JESUS CRISTO

Pesquisador israelense afirma que estes são os pregos usados na crucificação de Jesus

Em 1990, arqueólogos encontraram em uma caverna de Jerusalém um ossuário do século I d.C. inscrito com o nome "Caifás". Alguns especialistas acreditam que o local servia de tumba para a família do sumo sacerdote apontado como um dos arquitetos do julgamento que condenou Jesus. Lá também foram encontrados fragmentos de pregos, que, segundo um novo estudo, teriam sido usados na crucificação de Cristo.

A tese é controversa, pois os pregos descobertos em 1990 foram extraviados. Anos depois, o cineasta Simcha Jacobovici afirmou ter encontrado os artefatos. Em 2011, em um documentário de sua autoria, ele foi o primeiro a afirmar que tratavam-se dos pregos usados para crucificar Jesus. Na época, estudiosos receberam a tese com ceticismo, negando que os pregos que Jacobovici havia encontrado fossem os mesmos da tumba de Caifás.

Mas um novo estudo, assinado pelo geólogo Aryeh Shimron, teria concluído que os pregos são realmente os mesmos encontrados há 30 anos. De acordo com ele, análises químicas e físicas provariam que eles vieram da caverna onde o ossuário de Caifás foi descoberto. Além disso, o pesquisador afirma que os pregos contêm traços de madeira e ossos, o que indicaria que eles foram usados para crucificar alguém.

“Se você olhar para toda a história - histórica, textual, arqueológica - tudo parece apontar para o fato de que esses dois pregos estavam relacionados a uma crucificação”, disse Jacobovici na época em que lançou seu documentário. "E uma vez que Caifás está associado apenas à crucificação de Jesus, você soma dois e dois e isso parece indicar que são aqueles pregos". Já Shimron pede cautela. “Certamente não estou afirmando que esses são os pregos da crucificação de Jesus”, disse. “Prefiro não sugerir que pregos são esses. Todos podem tirar suas próprias conclusões”, completou.

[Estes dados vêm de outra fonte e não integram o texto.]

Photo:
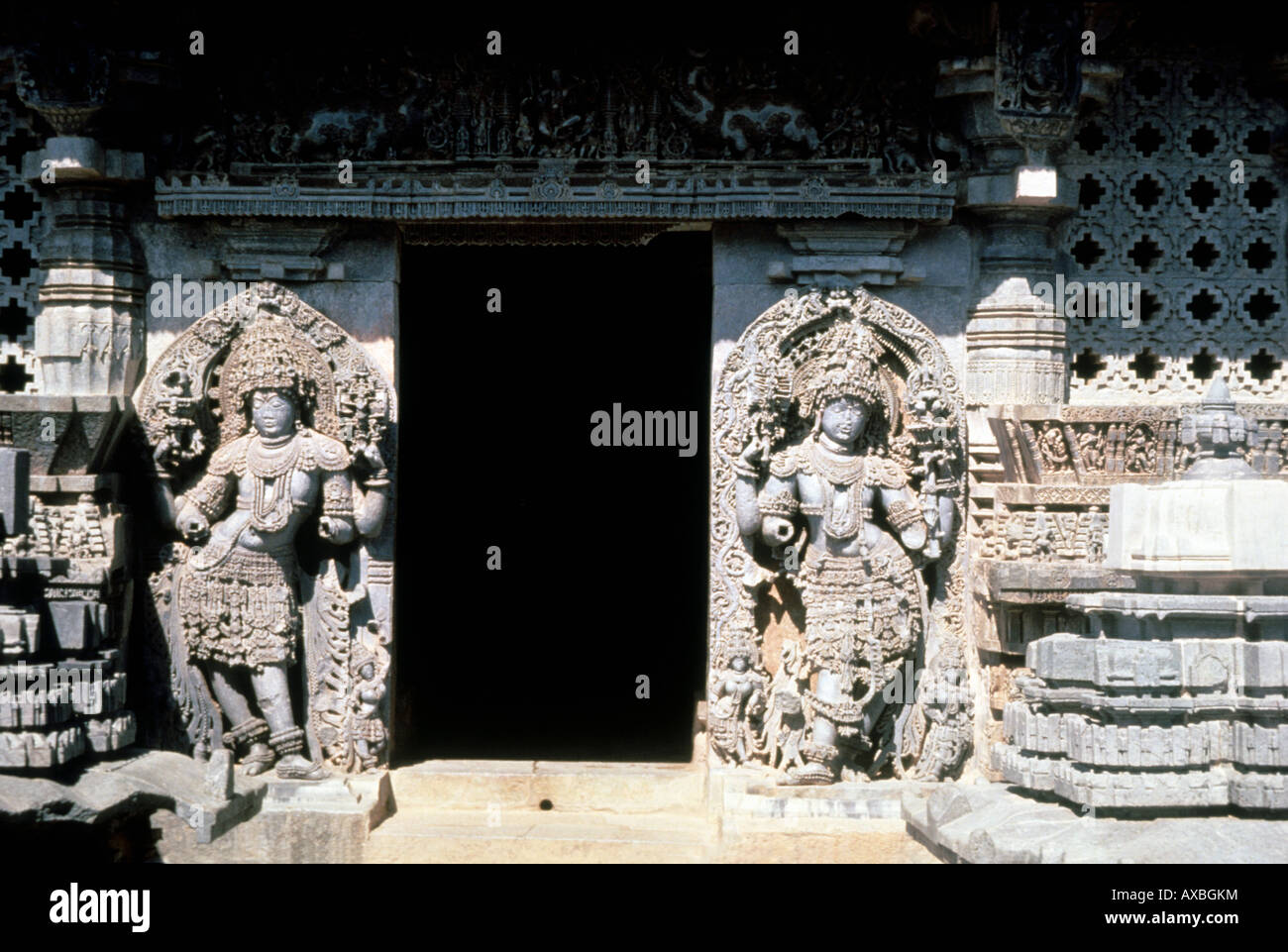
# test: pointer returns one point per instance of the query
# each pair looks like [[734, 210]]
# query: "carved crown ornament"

O estudo de Shimron está causando polêmica. Alguns estudiosos classificaram sua pesquisa como "altamente especulativa" e disseram que não há evidências suficientes para conectar os pregos com a crucificação de alguém, muito menos a de Jesus. Quando o documentário de Jacobovici foi lançado, uma nota da Autoridade de Antiguidades de Israel dizia que não há provas de que o ossuário pertencia ao Caifás biblíco. Além disso, o texto afirmava que encontrar pregos em tumbas é algo comum.